Proies Faciles – Vautours (auteur : Miguelanxo Prado – éditeur : Rue de Sèvres – janvier 2024 – 84 pages)

Pico Bogue : XV. Les Heures Et Les Jours

Pico Bogue : XV. Les Heures Et Les Jours

Dans le monde de ce gamin avec « le nez en l’air et les ch’veux d’vant », comme le chantait Jean-Claude Darnal, les heures et les jours ressemblent à des rêves partagés, à des amitiés d’éternité…

copyright dargaud

Quinzième album déjà, pour Pico Bogue… Quinzième recueil de ses remarques face au monde dans lequel il vit, de ses philosophiques et enfantines constatations, de ses gentilles provocations, de ses aventures exclusivement quotidiennes…

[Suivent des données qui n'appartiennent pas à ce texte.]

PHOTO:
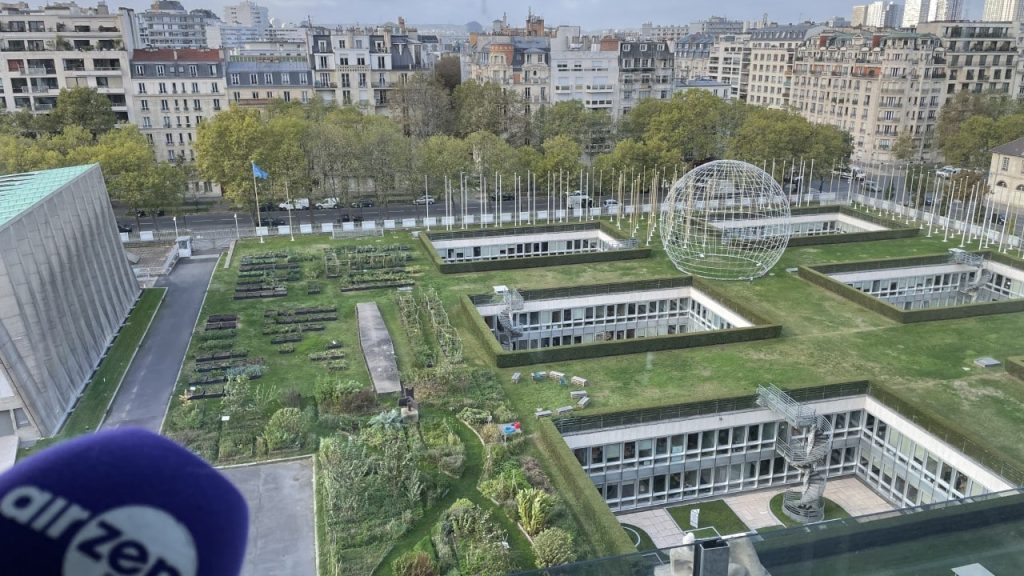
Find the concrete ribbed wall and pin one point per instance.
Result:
(65, 289)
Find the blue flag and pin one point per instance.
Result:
(259, 172)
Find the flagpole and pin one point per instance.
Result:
(259, 218)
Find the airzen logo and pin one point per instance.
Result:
(124, 541)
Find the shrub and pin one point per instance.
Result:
(553, 546)
(535, 508)
(474, 416)
(491, 434)
(414, 564)
(286, 429)
(505, 485)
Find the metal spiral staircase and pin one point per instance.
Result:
(981, 278)
(805, 445)
(512, 300)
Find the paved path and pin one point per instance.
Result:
(658, 524)
(151, 378)
(281, 518)
(851, 494)
(377, 347)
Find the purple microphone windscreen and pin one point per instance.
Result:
(120, 502)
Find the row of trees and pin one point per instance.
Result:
(322, 151)
(81, 130)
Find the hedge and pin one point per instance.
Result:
(584, 502)
(819, 275)
(1015, 367)
(763, 329)
(534, 261)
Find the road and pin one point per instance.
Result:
(141, 400)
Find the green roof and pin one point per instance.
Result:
(20, 192)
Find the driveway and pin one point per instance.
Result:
(281, 518)
(141, 401)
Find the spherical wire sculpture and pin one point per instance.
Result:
(726, 220)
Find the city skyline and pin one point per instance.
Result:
(591, 14)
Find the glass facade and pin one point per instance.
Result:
(651, 471)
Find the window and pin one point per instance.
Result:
(20, 418)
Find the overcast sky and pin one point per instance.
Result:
(592, 14)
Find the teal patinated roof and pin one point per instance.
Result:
(20, 192)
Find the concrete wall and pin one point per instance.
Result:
(65, 289)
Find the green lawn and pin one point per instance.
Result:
(833, 510)
(97, 394)
(643, 541)
(715, 513)
(825, 338)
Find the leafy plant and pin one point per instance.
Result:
(535, 508)
(553, 546)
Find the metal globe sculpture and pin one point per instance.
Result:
(726, 220)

Quinzième mélange de tendresse, d’humour, d’amour, de plaisir des mots comme des images…

Qu’est-ce qui fait la qualité d’une œuvre dans laquelle l’enfance est centrale, d’une œuvre dans laquelle les regards des auteurs, véritablement adultes pourtant, sont ceux des enfants qu’ils ont été, qu’ils redeviennent, qu’ils n’ont sans doute jamais cessé d’être, et qu’ils nous invitent à être à notre tour ?…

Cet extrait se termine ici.